We know the values of workforce development through the arts, and of rehabilitation through the arts. I am invited to see many great programmes from gamalan in prisons, to new writing by offenders and ex-offenders. Some organisations in the sector are even set up and co-ordinated by people who have experienced the criminal justice system. My fear is that we will be driven to mainstream the arts to the point that they lose their uniqueness, flair and ability to stretch and expand ones mind.
Hewitt talks about how great arts experiences can be difficult to describe but you certainly know it when you come across one. This is an important element of many great forms: they can be difficult to capture, to pin down, to consolidate, but what comes from them is a profound sense of well-being, of uniqueness and joy.
However, let us not think of them as the easy option& Having facilitated performance workshops, Ive witnessed the difficulty people have in letting go and being free with their bodies and their minds.

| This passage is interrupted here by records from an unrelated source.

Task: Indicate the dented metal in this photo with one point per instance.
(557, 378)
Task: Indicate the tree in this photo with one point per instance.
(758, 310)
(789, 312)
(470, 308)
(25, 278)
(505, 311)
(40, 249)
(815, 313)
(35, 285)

The arts should be challenging. The arts take people from their comfort zone to another place, a place where challenges are met whilst also, at times, fear of losing face can prevail. By mainstreaming this we will lose the very essence and freshness of a new person coming into our environment and challenging us and offering us a different perspective. It is important that we work alongside staff in prisons and the wider community to encourage their support of our work, but it is especially important that we dont dumb down.
During a recent meeting with a former Home Secretary, I impressed on him the benefits and diversity of the arts work that takes place in prisons and communities. Partly as a result of this, the National Offender Management Service (NOMS) has adopted a draft strategy for the arts. This is exciting for many of the organisations that are working in the field. But what does it mean? Increased funding? Recognition and support? Or will it simply be a way of appeasing the organisations that carry out the work, making them feel little bit better about themselves?
Hewitt says that just as water is essential to survival. Culture is essential to living. I would add that culture is a basic human right and everyone should be able to access it whatever their location, status or mindset. I would challenge the Home Office to take forward the arts whilst maintaining a dialogue with the arts sector to ensure it retains its uniqueness.